Question

A square metal wire loop of side $10\text{cm}$ and resistance $1\Omega$ is moved with a constant velocity $v$ in uniform magnetic field $B=2\text{T}$ as shown in Fig. The magnetic field is perpendicular to the plane of the loop and directed into the paper. The loop is connected to a network of resistors, each equal to $3\Omega$. What should be the speed of the loop so as to have a steady current of $1\text{mA}$ in the loop?

• A. $1\text{cm/s}$
• B. $2\text{cm/s}$
• C. $3\text{cm/s}$
• D. $4\text{cm/s}$

Answer 1

The correct option is B $2\text{cm/s}$

The network $PQRS$ is a balanced Wheatstone's bridge. Hence the resistance of $3\Omega$ between $P$ and $R$ is ineffective.
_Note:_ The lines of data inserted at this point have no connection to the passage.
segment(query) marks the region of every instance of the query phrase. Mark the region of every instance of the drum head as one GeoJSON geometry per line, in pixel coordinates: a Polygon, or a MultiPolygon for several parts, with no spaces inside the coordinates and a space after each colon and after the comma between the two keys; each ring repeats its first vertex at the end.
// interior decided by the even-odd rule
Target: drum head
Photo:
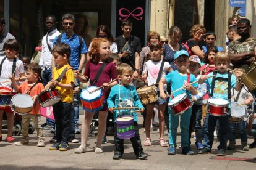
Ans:
{"type": "Polygon", "coordinates": [[[179,103],[179,101],[181,101],[182,99],[183,99],[186,96],[187,96],[187,94],[182,93],[181,94],[179,94],[169,102],[168,105],[173,105],[175,104],[177,104],[179,103]]]}
{"type": "Polygon", "coordinates": [[[229,102],[227,100],[221,99],[208,99],[208,103],[216,105],[226,105],[229,104],[229,102]]]}
{"type": "Polygon", "coordinates": [[[236,102],[231,102],[230,112],[232,116],[240,118],[245,115],[245,108],[239,105],[239,104],[236,102]]]}
{"type": "Polygon", "coordinates": [[[25,94],[15,94],[12,97],[11,100],[12,105],[21,108],[31,107],[34,104],[32,98],[25,94]]]}
{"type": "Polygon", "coordinates": [[[90,92],[94,91],[98,88],[98,87],[96,86],[90,86],[88,87],[85,89],[83,89],[81,92],[81,98],[83,100],[92,100],[98,97],[101,96],[101,94],[102,93],[102,89],[100,89],[98,91],[96,91],[92,94],[90,94],[90,92]]]}

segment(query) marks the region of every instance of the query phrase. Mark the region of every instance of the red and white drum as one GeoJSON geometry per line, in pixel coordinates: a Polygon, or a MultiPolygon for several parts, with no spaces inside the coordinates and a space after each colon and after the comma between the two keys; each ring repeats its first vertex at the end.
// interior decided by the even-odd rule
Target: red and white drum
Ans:
{"type": "Polygon", "coordinates": [[[46,89],[38,95],[38,102],[40,105],[46,107],[52,106],[61,100],[61,95],[56,89],[46,89]]]}
{"type": "Polygon", "coordinates": [[[221,99],[209,99],[207,101],[207,112],[215,116],[225,116],[228,114],[228,100],[221,99]]]}
{"type": "Polygon", "coordinates": [[[105,100],[102,89],[99,89],[92,94],[92,92],[98,88],[96,86],[90,86],[83,89],[80,95],[82,105],[84,109],[90,112],[94,112],[102,109],[104,107],[105,100]]]}
{"type": "Polygon", "coordinates": [[[187,94],[181,94],[169,102],[168,106],[175,115],[181,115],[192,106],[193,103],[187,94]]]}

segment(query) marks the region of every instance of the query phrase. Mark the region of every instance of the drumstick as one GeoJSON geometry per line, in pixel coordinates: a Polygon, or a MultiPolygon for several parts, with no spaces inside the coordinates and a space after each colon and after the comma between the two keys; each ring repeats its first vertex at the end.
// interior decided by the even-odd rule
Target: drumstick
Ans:
{"type": "MultiPolygon", "coordinates": [[[[207,78],[212,78],[212,77],[214,77],[214,76],[216,76],[216,75],[211,75],[211,76],[207,76],[207,78]]],[[[198,81],[198,80],[195,81],[194,82],[191,83],[190,83],[190,84],[194,84],[194,83],[197,83],[198,81]]],[[[177,92],[178,91],[182,90],[182,89],[183,89],[184,87],[185,87],[185,86],[183,86],[183,87],[181,87],[181,88],[179,88],[179,89],[176,89],[176,90],[174,91],[173,92],[171,92],[170,95],[167,95],[167,97],[169,97],[172,96],[173,93],[174,93],[174,92],[177,92]]]]}
{"type": "MultiPolygon", "coordinates": [[[[112,80],[111,81],[109,81],[109,83],[108,83],[107,84],[109,84],[110,83],[113,83],[114,81],[116,81],[117,79],[117,78],[116,78],[115,79],[113,79],[113,80],[112,80]]],[[[92,91],[90,92],[89,92],[89,94],[92,94],[92,93],[93,93],[93,92],[96,92],[96,91],[97,91],[100,90],[100,89],[101,89],[102,87],[103,87],[103,86],[101,86],[98,87],[98,88],[96,88],[96,89],[94,89],[93,91],[92,91]]]]}
{"type": "Polygon", "coordinates": [[[137,107],[115,107],[113,108],[113,110],[122,110],[122,109],[132,109],[132,108],[135,108],[135,109],[138,109],[137,107]]]}

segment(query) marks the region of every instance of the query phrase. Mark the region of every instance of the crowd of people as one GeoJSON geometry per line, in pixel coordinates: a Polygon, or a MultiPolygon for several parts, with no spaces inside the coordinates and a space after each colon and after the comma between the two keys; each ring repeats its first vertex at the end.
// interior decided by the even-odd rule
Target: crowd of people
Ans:
{"type": "MultiPolygon", "coordinates": [[[[130,139],[136,157],[145,159],[147,155],[142,145],[152,145],[150,131],[154,108],[156,108],[158,142],[161,147],[168,147],[168,155],[176,153],[179,124],[181,131],[181,145],[179,147],[184,155],[195,154],[190,147],[193,131],[198,153],[211,152],[215,131],[220,141],[217,155],[224,156],[226,150],[236,148],[237,131],[241,136],[242,150],[249,150],[248,131],[254,138],[250,147],[256,147],[256,134],[255,129],[252,129],[256,114],[253,109],[251,111],[247,109],[252,105],[255,92],[248,92],[248,87],[240,82],[247,69],[253,67],[256,39],[250,35],[251,25],[248,19],[235,15],[229,20],[226,48],[215,44],[217,36],[214,32],[196,24],[190,31],[190,39],[184,43],[180,42],[182,35],[181,30],[173,26],[168,30],[167,38],[155,31],[150,31],[148,46],[142,49],[140,39],[132,34],[133,23],[129,20],[122,22],[123,34],[116,38],[107,26],[100,25],[92,39],[87,33],[88,25],[85,17],[64,14],[62,17],[64,32],[61,34],[56,28],[56,17],[48,15],[45,20],[48,31],[41,41],[39,63],[30,63],[30,58],[19,57],[19,42],[5,31],[4,20],[1,19],[0,34],[3,41],[0,44],[0,93],[10,98],[17,93],[25,94],[30,95],[35,103],[29,114],[22,115],[22,139],[15,145],[29,144],[28,124],[32,119],[37,131],[38,147],[45,146],[42,129],[49,126],[54,132],[50,150],[67,150],[69,142],[79,142],[75,134],[81,132],[81,145],[75,153],[86,152],[90,125],[97,111],[98,128],[95,152],[101,153],[101,144],[107,142],[107,117],[110,112],[113,115],[115,133],[113,158],[121,158],[124,152],[124,139],[118,134],[120,129],[117,119],[121,115],[132,115],[135,132],[127,138],[130,139]],[[202,42],[205,42],[204,46],[200,45],[202,42]],[[79,96],[83,83],[87,83],[85,87],[101,87],[103,102],[97,111],[85,109],[80,129],[79,96]],[[136,89],[152,86],[155,86],[156,100],[142,102],[136,89]],[[59,101],[52,106],[55,121],[47,119],[42,124],[38,96],[42,91],[51,89],[57,89],[60,94],[59,101]],[[187,107],[182,110],[175,108],[187,99],[187,107]],[[214,110],[211,105],[222,107],[223,103],[226,107],[224,111],[215,113],[211,110],[214,110]],[[244,113],[242,118],[236,121],[232,119],[232,110],[237,105],[244,113]],[[134,107],[137,110],[134,110],[134,107]],[[124,109],[119,109],[120,107],[124,109]],[[143,115],[146,137],[142,144],[135,112],[143,115]],[[164,137],[166,127],[168,140],[164,137]]],[[[8,127],[6,140],[14,142],[14,111],[7,103],[2,104],[0,141],[2,140],[2,121],[5,112],[8,127]]]]}

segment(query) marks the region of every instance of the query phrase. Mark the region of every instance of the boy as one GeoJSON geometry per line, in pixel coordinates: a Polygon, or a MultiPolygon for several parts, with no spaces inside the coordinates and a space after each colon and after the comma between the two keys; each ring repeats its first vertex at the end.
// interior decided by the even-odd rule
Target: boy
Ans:
{"type": "MultiPolygon", "coordinates": [[[[136,92],[134,86],[130,86],[132,82],[132,76],[133,73],[132,68],[127,64],[121,64],[118,66],[116,70],[117,78],[120,81],[120,84],[117,84],[111,88],[110,94],[108,98],[108,105],[109,110],[114,113],[114,122],[115,134],[114,140],[115,144],[115,151],[113,157],[114,160],[119,160],[122,158],[124,153],[124,139],[119,139],[117,137],[117,124],[116,120],[118,115],[130,115],[130,110],[122,109],[114,111],[113,108],[119,107],[120,106],[127,107],[127,104],[131,104],[131,106],[138,107],[141,112],[144,111],[144,107],[140,102],[140,99],[136,92]]],[[[132,144],[134,153],[137,158],[145,159],[148,156],[143,151],[140,142],[140,137],[139,134],[138,122],[135,113],[132,114],[134,118],[134,127],[135,129],[135,136],[130,139],[132,144]]]]}
{"type": "MultiPolygon", "coordinates": [[[[187,72],[187,68],[190,63],[189,57],[189,53],[186,50],[177,51],[174,54],[174,63],[177,66],[177,70],[169,73],[159,82],[158,87],[160,97],[163,99],[166,97],[166,94],[164,91],[164,84],[168,83],[171,83],[171,91],[183,86],[186,88],[186,89],[183,89],[173,93],[173,97],[176,97],[182,93],[187,93],[189,99],[191,99],[191,94],[195,95],[197,94],[197,90],[195,87],[198,86],[198,83],[194,83],[193,85],[190,84],[196,81],[195,77],[194,75],[190,75],[187,72]]],[[[190,123],[191,111],[190,107],[181,115],[182,153],[188,155],[195,154],[189,147],[189,127],[190,123]]],[[[171,110],[169,110],[169,115],[170,121],[169,130],[169,148],[168,154],[175,155],[176,152],[177,129],[179,126],[179,116],[175,115],[171,110]]]]}
{"type": "Polygon", "coordinates": [[[47,86],[54,86],[61,94],[61,100],[53,105],[56,122],[56,142],[49,147],[51,150],[66,151],[68,149],[69,137],[69,119],[73,102],[73,86],[75,81],[72,67],[68,61],[71,53],[70,47],[61,42],[53,49],[53,56],[58,66],[53,73],[53,80],[47,86]],[[67,68],[65,73],[65,68],[67,68]],[[60,80],[59,75],[65,73],[60,80]]]}
{"type": "MultiPolygon", "coordinates": [[[[230,57],[225,51],[218,52],[214,58],[214,63],[217,71],[208,74],[208,76],[216,75],[216,76],[207,79],[205,75],[202,75],[199,79],[198,83],[202,84],[205,82],[210,86],[211,98],[229,100],[230,102],[231,97],[231,89],[235,87],[236,91],[239,91],[241,89],[241,84],[236,83],[235,76],[227,71],[227,68],[230,65],[230,57]]],[[[239,75],[240,73],[237,74],[237,76],[239,75]]],[[[229,106],[229,108],[230,105],[229,106]]],[[[228,113],[229,113],[229,109],[228,113]]],[[[215,116],[207,113],[205,124],[204,145],[203,148],[199,151],[199,153],[211,152],[214,138],[213,132],[216,121],[218,120],[220,124],[220,145],[218,146],[217,155],[226,155],[228,139],[229,117],[228,114],[224,116],[215,116]]]]}

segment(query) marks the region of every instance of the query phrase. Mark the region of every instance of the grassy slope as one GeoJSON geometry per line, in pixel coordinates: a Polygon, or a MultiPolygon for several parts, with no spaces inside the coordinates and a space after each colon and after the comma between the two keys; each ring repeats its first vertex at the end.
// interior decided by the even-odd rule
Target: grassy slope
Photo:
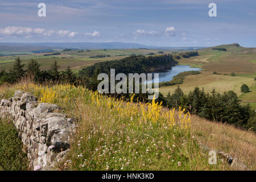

The net resistance of the network, therefore. is $3\Omega$. Total resistance $R=3\Omega +1\Omega =4\Omega$. Now, induced emf is $e=Blv=2\times 0.1\times v=0.2v$.
$\therefore$ Induced currect $I=\frac{e}{R}=\frac{0.2v}{4}$
Given $I=1\times {10}^{-3}\text{A}$
Hence $1\times {10}^{-3}=\frac{0.2v}{4}$
which gives $v=2\times {10}^{-2}\text{m/s}=2\text{cm/s}$, which is choice (b).